Sufrimos el flagelo por el enfrentamiento entre grupos armados que no son más que carteles de narcotráfico que pelean a nombre de grupos de izquierda o revolucionarios, tal es el caso de la DAGOBERTO RAMOS quienes en respuesta al acuerdo de paz y pronunciamiento de la comunidad atacan de manera indiscriminada a la comunidad lanzando explosivos en lugares donde el impacto necesariamente es a la población civil, bandas delincuenciales y las mafias narcotraficantes han llegado a nuestros territorios disfrazadas de organizaciones políticas para extorsionar a la gente o para realizar ajuste de cuentas, además, arrecian en una cacería de supuestos colaboradores de otras organizaciones armadas, conllevando al asesinato personas señaladas de ser colaboradores del ELN o del frente 57, entre los cuales figuran los excombatientes de las FARC que firmaron el acuerdo de paz. Es vergonzoso para un grupo que dice llamarse Revolucionario que además de cometer esta clase de crímenes alardeen de ello, amenazando y amedrentando como sucedió el 29 de julio cuando después de cometer el asesinato de un excombatiente, en su huida disparan al sitio de cuidado territorial o cuando no permiten a los organismos de salud prestar la asistencia a un herido, como sucede hoy 1 de agosto, que violentan el derecho internacional humanitario – DIH, detienen la ambulancia y dentro de ella, asesinan al herido que era trasladado. Estamos convencid@s que a la hora de defender un proyecto democrático para este país, o enfrentar un posible gobierno de la extrema derecha -que será abiertamente revanchista y criminal-, no va a ser un grupo como este el que salga a confrontar. Porque para hacerlo se necesita de la comunidad organizada y conducida legítimamente por sus asambleas y autoridades; y estos sólo han producido miedo y rencor entre la gente.
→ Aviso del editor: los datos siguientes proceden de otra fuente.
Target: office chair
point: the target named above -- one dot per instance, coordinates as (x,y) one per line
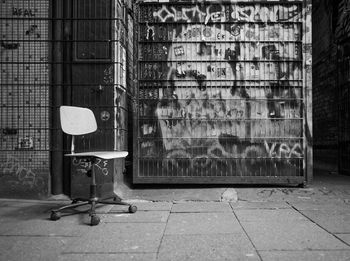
(79,121)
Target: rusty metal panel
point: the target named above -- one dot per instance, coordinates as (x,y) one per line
(344,113)
(221,92)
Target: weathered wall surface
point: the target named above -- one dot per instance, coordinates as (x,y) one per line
(330,69)
(221,90)
(24,97)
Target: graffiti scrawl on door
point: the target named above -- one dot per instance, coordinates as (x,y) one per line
(220,90)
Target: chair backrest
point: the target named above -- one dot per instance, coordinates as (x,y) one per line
(77,120)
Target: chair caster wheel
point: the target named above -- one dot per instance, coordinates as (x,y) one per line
(55,216)
(95,220)
(132,209)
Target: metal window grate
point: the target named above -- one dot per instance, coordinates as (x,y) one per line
(221,92)
(24,95)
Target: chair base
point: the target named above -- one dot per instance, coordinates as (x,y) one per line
(95,220)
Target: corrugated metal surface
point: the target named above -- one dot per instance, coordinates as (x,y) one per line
(24,98)
(224,92)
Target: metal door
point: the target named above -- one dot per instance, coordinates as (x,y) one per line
(96,74)
(224,92)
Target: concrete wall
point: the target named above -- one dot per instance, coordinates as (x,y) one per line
(330,31)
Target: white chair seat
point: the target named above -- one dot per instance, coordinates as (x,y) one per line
(100,154)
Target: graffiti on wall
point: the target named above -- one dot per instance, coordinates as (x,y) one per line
(342,30)
(221,88)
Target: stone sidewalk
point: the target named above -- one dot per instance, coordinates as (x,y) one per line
(263,224)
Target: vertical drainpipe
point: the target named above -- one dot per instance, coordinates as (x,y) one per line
(57,98)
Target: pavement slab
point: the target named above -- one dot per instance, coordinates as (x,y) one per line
(138,217)
(176,194)
(331,205)
(119,237)
(49,228)
(332,221)
(305,255)
(148,206)
(276,215)
(344,237)
(291,235)
(259,205)
(31,248)
(202,223)
(195,207)
(207,248)
(109,257)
Aunado a ello, se escucha de la presencia de otros grupos, como el ELN, o el frente 57, “que dicen nos van a defender”, y se escudan e involucran a la comunidad para poder actuar, manifestando que han pedido su apoyo, se muestran como los supuestos salvadores, cuando en realidad aumentan el riesgo y han conllevado a que incrementen los señalamientos y asesinatos de comuneros, de esta manera vemos nuestro territorio militarizado por cualquier cantidad de fuerzas armadas de todos los signos políticos que dejan una comunidad asediada para que colabore forzadamente en sus operaciones, así; los menores de edad no están teniendo más posibilidades de estudiar, el servicio de salud está afectado, el transporte funciona a medias y la comunidad con la zozobra de que llegue un tiro de cualquier lado.
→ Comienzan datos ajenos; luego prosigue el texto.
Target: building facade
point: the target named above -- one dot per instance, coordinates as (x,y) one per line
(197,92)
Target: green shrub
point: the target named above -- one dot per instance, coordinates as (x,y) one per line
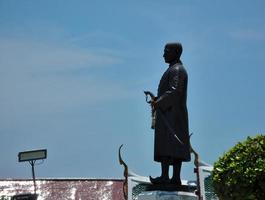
(240,173)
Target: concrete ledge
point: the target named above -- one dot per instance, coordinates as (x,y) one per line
(164,195)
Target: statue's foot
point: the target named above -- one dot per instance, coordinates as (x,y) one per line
(175,181)
(159,180)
¡Basta ya! paren ya todos los ataques contra las comunidades y sus autoridades; paren ya los asesinatos de comuneros aduciendo cualquier pretexto; paren ya los ataques indiscriminados en las cabeceras urbanas que sólo producen dolor y muerte a la gente que pasa o vive cerca. Decidan de forma unilateral que van a desescalar la confrontación con el ejército y entre organizaciones armadas; comprométanse a suspender el reclutamiento de menores y el asedio de las escuelas y los colegios.

Estamos convencidos de que todavía hay posibilidad de terminar esta eterna confrontación, que cada vez tiene menos propósitos políticos de cambio y por el contrario está atrapada en la lógica de alimentar las máquinas de la guerra y narcotráfico. Si entienden la tragedia que están produciendo, también es posible que haya una posibilidad para que salgan del pantano político y moral en que se encuentran y por el contrario les aporten alguna esperanza a los pueblos de Colombia.
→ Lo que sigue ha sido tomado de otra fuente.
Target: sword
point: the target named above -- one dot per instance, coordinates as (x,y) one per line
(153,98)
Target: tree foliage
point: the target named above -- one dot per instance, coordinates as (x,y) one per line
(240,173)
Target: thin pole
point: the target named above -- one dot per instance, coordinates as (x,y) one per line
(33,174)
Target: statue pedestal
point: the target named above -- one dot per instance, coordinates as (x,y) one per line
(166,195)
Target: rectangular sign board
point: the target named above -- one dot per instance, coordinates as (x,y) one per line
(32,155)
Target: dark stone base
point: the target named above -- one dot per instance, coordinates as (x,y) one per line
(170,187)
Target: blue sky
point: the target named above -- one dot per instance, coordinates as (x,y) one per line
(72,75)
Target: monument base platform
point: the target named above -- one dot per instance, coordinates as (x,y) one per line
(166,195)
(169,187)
La paz no puede lograrse a través de la violencia, ni acabando con la vida

AUTORIDADES INDIGENAS, TORIBIO, TACUEYO, SAN FRANCISCO “PLAN DE VIDA PROYECTO NASA”

Cuenten con nosotros para la paz, nunca para la guerra

Asesinado gobernado indígena AWA

Asesinado gobernado indígena  AWÁ del resguardo de INDA Guacaray en el marco de la Minga Humanitaria por la Vida y dignidad del pueblo AWA.

La ORGANIZACIÓN UNIDAD INDÍGENA DEL PUEBLO AWÁ “UNIPA”, que asocia a
30 resguardos Awá del departamento de Nariño, expresa ante la comunidad nacional e internacional el rechazo rotundo ante el más reciente hecho de violencia ocurrido en nuestro territorio, el cual ha cobrado la vida de una de nuestras autoridades tradicionales; como a continuación denunciamos:

1.   El día 29 de noviembre de 2013, fue asesinado nuestro hermano indígena JUAN ALVARO NASTACUAS, gobernador en pleno ejercicio de sus funciones del resguardo Inda Guacaray, ubicado en el corregimiento de Llorente -Municipio de Tumaco.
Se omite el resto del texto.